Study shows bryostatin plays key role in slowing or reversing Alzheimer's disease

Neurotrope, Inc. (OTCQB: NTRP) today announced that results from a new study, entitled, "PKCe Deficits in Alzheimer's Disease Brains and Skin Fibroblasts," published in the recent edition of the peer-reviewed Journal of Alzheimer's Disease and co-authored by Tapan K. Khan, Ph.D.; Abhik Sen, Ph.D.; Jarin Hongpaisan, Ph.D.; Chol S. Lim, Ph.D.; Thomas J. Nelson, Ph.D., and; Dr. Daniel L. Alkon, each of the Blanchette Rockefeller Neurosciences Institute (BRNI), provide further indication of the role that protein kinase C epsilon (PKCe) may play in the potential treatment of Alzheimer's disease (AD). Neurotrope is currently collaborating with BRNI on the development of its lead compound, bryostatin, a potent modulator of PKCe, for the treatment of patients with AD.
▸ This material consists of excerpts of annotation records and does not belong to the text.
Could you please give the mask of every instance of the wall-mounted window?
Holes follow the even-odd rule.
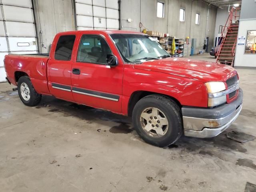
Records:
[[[199,20],[200,20],[200,14],[199,13],[196,14],[196,24],[199,24]]]
[[[164,18],[164,3],[161,2],[157,2],[157,12],[156,16],[160,18]]]
[[[180,21],[185,21],[185,10],[180,9]]]
[[[247,37],[244,53],[256,54],[256,30],[247,31]]]

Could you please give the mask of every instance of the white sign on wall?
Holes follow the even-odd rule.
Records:
[[[237,42],[237,44],[238,45],[243,45],[244,44],[245,41],[245,36],[239,36],[238,37],[238,40]]]

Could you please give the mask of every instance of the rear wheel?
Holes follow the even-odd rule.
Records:
[[[140,100],[132,113],[134,128],[146,142],[159,147],[172,144],[180,137],[180,109],[174,101],[151,95]]]
[[[34,106],[41,101],[42,95],[36,92],[28,76],[22,76],[18,80],[18,91],[20,100],[26,105]]]

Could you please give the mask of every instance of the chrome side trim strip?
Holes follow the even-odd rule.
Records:
[[[236,83],[232,87],[227,90],[218,92],[215,93],[208,93],[208,97],[209,98],[216,98],[216,97],[220,97],[224,95],[227,95],[233,91],[237,90],[239,88],[239,83],[238,82]]]
[[[59,87],[54,87],[54,86],[52,86],[52,88],[54,88],[54,89],[60,89],[60,90],[62,90],[63,91],[68,91],[69,92],[71,91],[71,90],[69,90],[68,89],[64,89],[63,88],[60,88]]]
[[[88,95],[89,96],[92,96],[93,97],[98,97],[98,98],[101,98],[102,99],[108,99],[108,100],[111,100],[112,101],[118,101],[118,99],[114,99],[112,98],[110,98],[109,97],[103,97],[102,96],[100,96],[99,95],[94,95],[93,94],[90,94],[89,93],[83,93],[82,92],[80,92],[79,91],[74,91],[74,90],[72,90],[72,92],[74,92],[74,93],[79,93],[80,94],[82,94],[83,95]]]

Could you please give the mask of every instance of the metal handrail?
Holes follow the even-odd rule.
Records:
[[[240,9],[240,8],[239,8]],[[239,16],[237,16],[236,15],[236,14],[237,14],[237,10],[238,10],[238,9],[236,9],[236,11],[235,12],[235,16],[234,16],[234,18],[235,18],[235,20],[236,20],[236,17],[238,17],[238,19],[239,19],[239,18],[240,17],[240,14],[239,14]],[[237,36],[236,37],[236,40],[235,40],[235,42],[234,43],[234,45],[233,45],[233,48],[232,48],[232,56],[235,56],[235,49],[236,48],[236,42],[237,42]]]
[[[234,12],[234,9],[235,10],[235,14],[234,15],[233,14],[233,12]],[[217,52],[217,60],[219,57],[219,54],[220,54],[220,52],[223,46],[223,44],[222,43],[222,42],[225,40],[225,38],[226,38],[226,36],[227,33],[229,29],[229,27],[231,25],[231,24],[232,24],[232,20],[233,20],[233,17],[234,18],[235,20],[236,20],[236,18],[237,17],[239,17],[240,15],[239,14],[239,16],[237,15],[237,11],[240,10],[240,8],[234,8],[234,7],[231,8],[229,13],[229,15],[228,15],[228,19],[227,20],[227,21],[226,22],[226,24],[224,26],[222,26],[224,27],[224,29],[223,29],[222,31],[221,35],[220,37],[220,39],[218,41],[218,45],[220,44],[220,46],[218,49],[218,52]],[[237,38],[236,39],[235,42],[234,42],[234,45],[233,46],[233,48],[232,48],[232,56],[234,56],[235,55],[235,49],[236,48],[236,44],[237,42]]]
[[[231,13],[231,12],[230,12],[230,13]],[[229,19],[230,17],[230,14],[228,15],[228,18],[227,21],[226,21],[226,24],[224,26],[224,29],[222,30],[222,32],[221,32],[221,35],[220,35],[220,39],[219,40],[219,41],[218,41],[218,42],[217,46],[220,44],[221,44],[221,45],[220,46],[220,48],[219,48],[219,49],[218,50],[218,52],[217,52],[216,55],[217,55],[217,59],[218,59],[218,57],[219,54],[220,52],[220,50],[221,49],[221,48],[222,48],[222,46],[223,46],[223,44],[222,44],[222,42],[224,40],[225,37],[226,37],[226,34],[227,33],[227,32],[228,31],[228,27],[227,26],[227,24],[228,24],[228,22],[229,20],[230,20]],[[228,26],[229,26],[230,24],[230,23],[229,22]],[[224,33],[225,33],[225,36],[224,35]]]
A major hurdle in the treatment of AD is that patients only show symptoms years after the disease has already taken hold. Most treatments have focused on stimulating the neurotransmitter activity of healthy neurons in the brain, or removing the beta-amyloid plaque or tau protein which builds up in the brain as a result of the disease. All drug development efforts to date that have targeted the removal of beta-amyloid or tau protein, have failed, and drugs approved for stimulating neurotransmitter activity have offered only short-lived, palliative results for patients. Further, these treatment strategies have had no effect on the progression of the disease and have yielded no improvement in patients' memory or cognitive performance.

As reported in BRNI's recently published study, in brain samples (consisting of autopsy-confirmed AD and age- and gender-matched control samples), blindly provided by the Harvard Brain Bank, the amount of PKCe was found to be significantly reduced in specific areas of the brain that are known to be targets in early AD. In these same brain areas, the study also showed that levels of A Beta oligomers (a toxic protein formed as a result of AD) are elevated when PKCe is reduced. Remarkably similar changes were consistently found in the skin cells of AD patients when compared to their age-matched controls and as compared to patients with non-AD dementias (skin samples for the study were obtained from the cell bank at the Coriell Institute for Medical Research). Additionally, low levels of PKCe in skin cells were strongly correlated with progression of the disease. The longer the patients had AD, the lower their levels of PKCe. Further, low levels of PKCe in the brain were significantly correlated with an accepted measure of disease severity, known as the Braak score.

Taken together, these findings indicate that the presence of low levels of PKCe support the enzyme's potential value as an early therapeutic target in AD.

Dr. Alkon, Toyota Chair in Neurodegenerative Disease, Scientific Director and Professor, Blanchette Rockefeller Neurosciences Institute, and Chief Scientific Officer of Neurotrope, stated, "The results of this study are compelling and warrant continued research to fully explore the importance of PKCe in the identification and treatment of patients with AD. The data compiled from this study, and that related to Neurotrope's lead compound, bryostatin -- which, in preclinical in vivo models has shown to play an important role in slowing or reversing AD and restoring cognition, memory and motor skills -- provides additional incentive to pursue what could lead to a major shift in the medical community's approach to this debilitating and costly disease, which currently afflicts approximately 36 million people, worldwide."

Paul Freiman and Charles S. Ramat, Neurotrope's Co-Chairmen and Co-Chief Executive Officers, noted, "We believe that our Company's focus on modulating the levels of PKCe, instead of on the removal of beta-amyloid and tau protein, represents a novel, promising model for tackling what has been a highly frustrating and disappointing approach to treating this patient population. While still early stage, bryostatin has shown the potential to restore synaptic structures and functions damaged by AD, and as such, holds the promise of becoming a new, first-in-class treatment which may provide significant improvement in quality of life. The results of BRNI's most recent study, as published in the Journal of Alzheimer's Disease, lend additional credibility to our development of bryostatin which just recently entered a Phase 2a study." As previously announced, management expects to report a top-line analysis of the Phase 2a study by the end of the first quarter of 2015.

Messrs. Freiman and Ramat went on to say, "The potential for bryostatin goes beyond just the treatment of patients with AD. Due to the compound's ability to activate PKCe and to therefore stimulate the formation of new synaptic connections, the drug may have applicability to other neurodegenerative brain diseases, including patients suffering from traumatic brain injuries, stroke or mental retardation."